Garlic Puff: These tricks really help with the bad smell

Banal household items
These simple tricks help against the garlic flag – really!

If you love garlic, you don’t have to stink to others.

© Wako Megumi / Getty Images

Anyone who has struggled with the annoying smell of garlic in the past can take a deep breath. American scientists have found a simple remedy against the garlic flag.

There is hardly a tuber that is loved as much as it is hated. We’re talking about garlic. If it still tastes excellent in a strong garlic sauce (Aglio Olio) with pasta in the evening, the garlic flag can become a nuisance the next day. Especially for colleagues in the office or the dentist. This is exactly why many people do without the actually delicious garlic during the week. Not to forget: Garlic is also useful from a medical point of view. Eating garlic is good for your health: it has a disinfecting effect and keeps blood, heart and blood vessels healthy.

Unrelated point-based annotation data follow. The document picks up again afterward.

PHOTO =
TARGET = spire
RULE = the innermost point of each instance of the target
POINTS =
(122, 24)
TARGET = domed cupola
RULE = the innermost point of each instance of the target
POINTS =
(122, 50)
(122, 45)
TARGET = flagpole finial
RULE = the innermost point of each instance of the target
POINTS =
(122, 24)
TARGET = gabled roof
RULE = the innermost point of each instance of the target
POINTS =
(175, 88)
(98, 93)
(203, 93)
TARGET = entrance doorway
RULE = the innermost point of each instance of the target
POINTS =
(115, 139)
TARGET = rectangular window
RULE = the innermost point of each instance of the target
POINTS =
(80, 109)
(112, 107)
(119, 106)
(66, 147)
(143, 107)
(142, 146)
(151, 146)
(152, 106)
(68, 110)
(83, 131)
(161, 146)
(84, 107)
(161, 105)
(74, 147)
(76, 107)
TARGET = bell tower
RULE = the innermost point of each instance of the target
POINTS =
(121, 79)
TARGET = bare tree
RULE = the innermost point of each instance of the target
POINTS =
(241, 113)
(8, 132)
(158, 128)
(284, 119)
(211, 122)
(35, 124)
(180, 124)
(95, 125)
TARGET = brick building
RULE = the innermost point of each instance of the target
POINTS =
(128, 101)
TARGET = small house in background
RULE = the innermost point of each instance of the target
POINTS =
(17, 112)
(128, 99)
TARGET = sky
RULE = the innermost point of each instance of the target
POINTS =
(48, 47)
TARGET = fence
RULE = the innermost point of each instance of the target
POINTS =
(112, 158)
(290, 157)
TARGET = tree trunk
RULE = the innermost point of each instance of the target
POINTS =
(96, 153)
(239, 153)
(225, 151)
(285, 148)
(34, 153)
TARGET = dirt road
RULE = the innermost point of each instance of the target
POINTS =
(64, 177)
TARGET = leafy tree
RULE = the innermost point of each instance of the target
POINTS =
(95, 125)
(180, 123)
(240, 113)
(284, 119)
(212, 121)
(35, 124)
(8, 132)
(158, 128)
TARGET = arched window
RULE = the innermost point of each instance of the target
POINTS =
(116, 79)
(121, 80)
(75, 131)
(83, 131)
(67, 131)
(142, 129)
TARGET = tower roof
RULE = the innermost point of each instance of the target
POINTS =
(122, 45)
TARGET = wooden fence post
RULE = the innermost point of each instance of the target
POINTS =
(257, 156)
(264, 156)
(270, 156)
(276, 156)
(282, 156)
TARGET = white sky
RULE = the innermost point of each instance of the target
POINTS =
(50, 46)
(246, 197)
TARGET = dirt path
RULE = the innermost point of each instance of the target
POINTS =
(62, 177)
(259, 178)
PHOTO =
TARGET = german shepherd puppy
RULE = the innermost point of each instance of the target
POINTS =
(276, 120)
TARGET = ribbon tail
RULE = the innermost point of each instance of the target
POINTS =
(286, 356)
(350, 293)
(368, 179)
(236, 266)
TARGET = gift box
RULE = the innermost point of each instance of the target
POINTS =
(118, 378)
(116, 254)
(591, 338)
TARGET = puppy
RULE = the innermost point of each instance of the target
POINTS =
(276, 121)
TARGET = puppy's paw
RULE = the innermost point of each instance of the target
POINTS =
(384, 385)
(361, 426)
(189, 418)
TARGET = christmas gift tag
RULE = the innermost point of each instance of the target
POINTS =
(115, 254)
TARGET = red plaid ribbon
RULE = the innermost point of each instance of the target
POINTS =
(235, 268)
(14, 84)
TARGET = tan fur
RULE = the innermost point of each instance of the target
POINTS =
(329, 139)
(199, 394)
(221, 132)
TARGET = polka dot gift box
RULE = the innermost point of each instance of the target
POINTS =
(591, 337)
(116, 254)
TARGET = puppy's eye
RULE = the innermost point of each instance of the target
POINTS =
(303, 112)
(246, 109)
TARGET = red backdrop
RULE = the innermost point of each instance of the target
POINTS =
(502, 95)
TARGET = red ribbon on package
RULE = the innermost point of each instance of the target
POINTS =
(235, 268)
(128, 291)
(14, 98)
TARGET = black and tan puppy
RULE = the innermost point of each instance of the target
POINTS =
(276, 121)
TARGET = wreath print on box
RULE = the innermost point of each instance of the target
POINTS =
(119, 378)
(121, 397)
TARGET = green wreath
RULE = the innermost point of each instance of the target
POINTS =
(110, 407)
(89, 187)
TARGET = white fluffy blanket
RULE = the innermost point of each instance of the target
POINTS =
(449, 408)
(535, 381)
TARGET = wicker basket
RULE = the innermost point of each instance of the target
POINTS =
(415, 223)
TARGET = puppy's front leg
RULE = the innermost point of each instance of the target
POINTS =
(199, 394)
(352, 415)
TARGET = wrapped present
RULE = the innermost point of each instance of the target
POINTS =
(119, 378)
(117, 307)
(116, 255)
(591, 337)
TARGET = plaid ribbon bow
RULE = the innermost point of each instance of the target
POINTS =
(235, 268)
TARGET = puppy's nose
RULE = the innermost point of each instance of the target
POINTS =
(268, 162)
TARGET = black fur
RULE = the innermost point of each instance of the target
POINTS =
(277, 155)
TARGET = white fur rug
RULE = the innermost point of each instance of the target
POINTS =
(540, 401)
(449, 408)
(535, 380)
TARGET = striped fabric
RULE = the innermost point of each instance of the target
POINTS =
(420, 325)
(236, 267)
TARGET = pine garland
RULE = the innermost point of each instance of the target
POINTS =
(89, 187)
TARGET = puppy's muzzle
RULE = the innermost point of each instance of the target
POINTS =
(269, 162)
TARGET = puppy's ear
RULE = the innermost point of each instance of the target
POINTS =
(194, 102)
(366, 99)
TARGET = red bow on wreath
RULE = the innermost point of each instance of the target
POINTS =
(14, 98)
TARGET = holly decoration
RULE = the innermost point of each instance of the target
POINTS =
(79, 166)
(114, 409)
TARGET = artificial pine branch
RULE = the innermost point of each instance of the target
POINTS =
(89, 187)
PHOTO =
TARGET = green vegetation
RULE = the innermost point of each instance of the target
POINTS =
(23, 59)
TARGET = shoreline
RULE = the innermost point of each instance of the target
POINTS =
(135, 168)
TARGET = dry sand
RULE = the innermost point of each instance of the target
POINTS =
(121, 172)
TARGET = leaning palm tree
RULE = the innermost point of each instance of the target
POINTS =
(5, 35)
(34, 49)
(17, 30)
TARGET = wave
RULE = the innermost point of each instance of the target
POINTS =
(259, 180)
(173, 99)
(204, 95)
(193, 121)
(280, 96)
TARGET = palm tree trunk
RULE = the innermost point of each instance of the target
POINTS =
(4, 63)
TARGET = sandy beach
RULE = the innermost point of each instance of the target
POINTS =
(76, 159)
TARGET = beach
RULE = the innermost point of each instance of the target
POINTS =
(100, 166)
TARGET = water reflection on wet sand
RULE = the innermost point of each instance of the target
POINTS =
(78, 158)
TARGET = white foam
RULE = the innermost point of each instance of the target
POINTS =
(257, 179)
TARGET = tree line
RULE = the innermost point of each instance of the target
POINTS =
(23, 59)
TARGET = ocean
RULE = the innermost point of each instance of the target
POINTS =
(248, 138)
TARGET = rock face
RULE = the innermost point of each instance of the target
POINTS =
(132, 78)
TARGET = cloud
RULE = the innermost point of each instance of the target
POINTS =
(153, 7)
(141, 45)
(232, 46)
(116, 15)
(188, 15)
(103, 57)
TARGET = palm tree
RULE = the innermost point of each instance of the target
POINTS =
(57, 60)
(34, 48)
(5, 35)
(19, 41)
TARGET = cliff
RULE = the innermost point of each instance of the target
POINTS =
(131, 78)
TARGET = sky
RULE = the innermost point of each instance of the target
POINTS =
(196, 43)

Again and again there are miracle pills or hip drinks that have declared war on the smell of garlic. Their effect has not been scientifically confirmed.

Banal household items help against the garlic flag

American scientists want to have found a remedy that reduces the unwanted garlic trail and even makes it disappear completely. Anyone who thinks that horrendous amounts have to be spent on the remedy is wrong. Because the garlic smell killer can be found in every well-stocked household or in its fridge: lettuce and apple.

It sounds so trite, but the study published in the Journal of Food Science proves it. Subjects had to chew on three grams of garlic for 25 seconds, after which they were given a variety of liquids and foods: raw apple, apple juice, cooked apple, raw or cooked lettuce, raw mint leaves, mint leaf juice, and green tea. The researchers then measured the traces of garlic in the breath.



garlic

The result? Raw apple and also raw lettuce reduced garlic odor by 50 percent. The mint worked even better. Apple juice and mint juice reduced the plume, but not as effectively as chewing raw apple or fresh mint leaves. The heated components were also a garlic inhibitor. Green tea, on the other hand, had no effect.

The researchers explain the result as follows: the enzymes in raw food first help to neutralize the odor, then phenols take action, destroying the volatile compounds in garlic. According to these findings, nobody has to refrain from enjoying garlic during the week.